Custom Scores

Custom Scores are the most flexible way to implement evaluation workflows using Langfuse. As any other evaluation method the purpose of custom scores is to assign evaluations metrics to Traces, Observations, Sessions, or DatasetRuns via the Score object (see Scores Data Model).

This is achieved by ingesting scores via the Langfuse SDKs or API.

Common Use Cases

Collecting user feedback: collect in-app feedback from your users on application quality or performance.
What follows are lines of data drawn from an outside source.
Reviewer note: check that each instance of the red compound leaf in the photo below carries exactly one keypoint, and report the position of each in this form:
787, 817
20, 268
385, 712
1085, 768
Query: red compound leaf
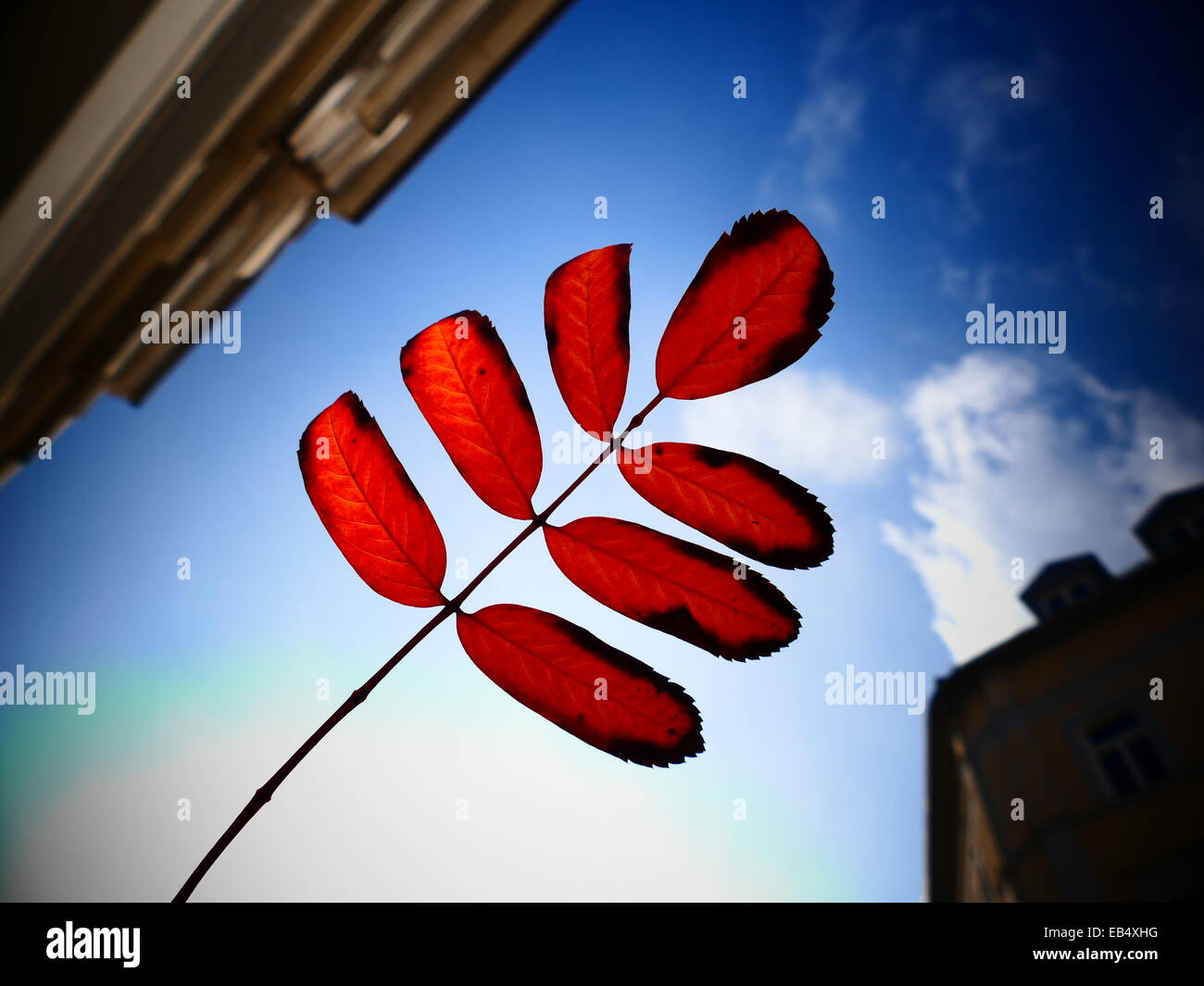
462, 380
586, 306
585, 686
701, 596
369, 505
738, 501
755, 306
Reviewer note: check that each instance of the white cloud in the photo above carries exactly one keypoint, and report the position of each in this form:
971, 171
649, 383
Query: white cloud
809, 424
1034, 460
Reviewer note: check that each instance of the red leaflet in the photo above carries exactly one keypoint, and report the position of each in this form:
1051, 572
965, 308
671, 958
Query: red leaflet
735, 500
554, 668
370, 507
470, 395
585, 311
770, 272
695, 593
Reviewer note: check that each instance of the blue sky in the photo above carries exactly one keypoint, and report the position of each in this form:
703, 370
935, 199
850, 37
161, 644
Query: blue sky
205, 686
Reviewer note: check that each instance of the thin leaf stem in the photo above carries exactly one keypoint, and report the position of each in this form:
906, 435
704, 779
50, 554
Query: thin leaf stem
264, 793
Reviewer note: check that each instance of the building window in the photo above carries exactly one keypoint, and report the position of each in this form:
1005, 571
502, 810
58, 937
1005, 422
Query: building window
1124, 755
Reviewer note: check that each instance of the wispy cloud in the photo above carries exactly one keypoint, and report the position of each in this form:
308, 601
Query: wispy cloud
1032, 460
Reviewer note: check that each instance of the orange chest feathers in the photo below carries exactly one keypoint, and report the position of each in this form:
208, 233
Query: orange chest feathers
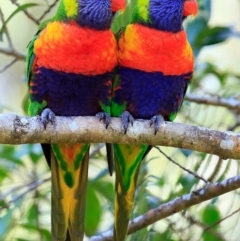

Can be captured in the frontend via our Browser SDK. -> Example Notebook
Custom evaluation data pipeline: continuously monitor the quality by fetching traces from Langfuse, running custom evaluations, and ingesting scores back into Langfuse. -> Example Notebook
Guardrails and security checks: check if output contains a certain keyword, adheres to a specified structure/format or if the output is longer than a certain length. -> Example Notebook
Custom internal workflow tooling: build custom internal tooling that helps you manage human-in-the-loop workflows. Ingest scores back into Langfuse, optionally following your custom schema by referencing a config.
Custom run-time evaluations: e.g. track whether the generated SQL code actually worked, or if the structured output was valid JSON.

Ingesting Scores via API/SDKs

You can add scores via the Langfuse SDKs or API. Scores can take one of three data types: Numeric, Categorical or Boolean.

If a score is ingested manually using a trace_id to link the score to a trace, it is not necessary to wait until the trace has been created. The score will show up in the scores table and will be linked to the trace once the trace with the same trace_id is created.

Here are examples by Score data types

Numeric score values must be provided as float.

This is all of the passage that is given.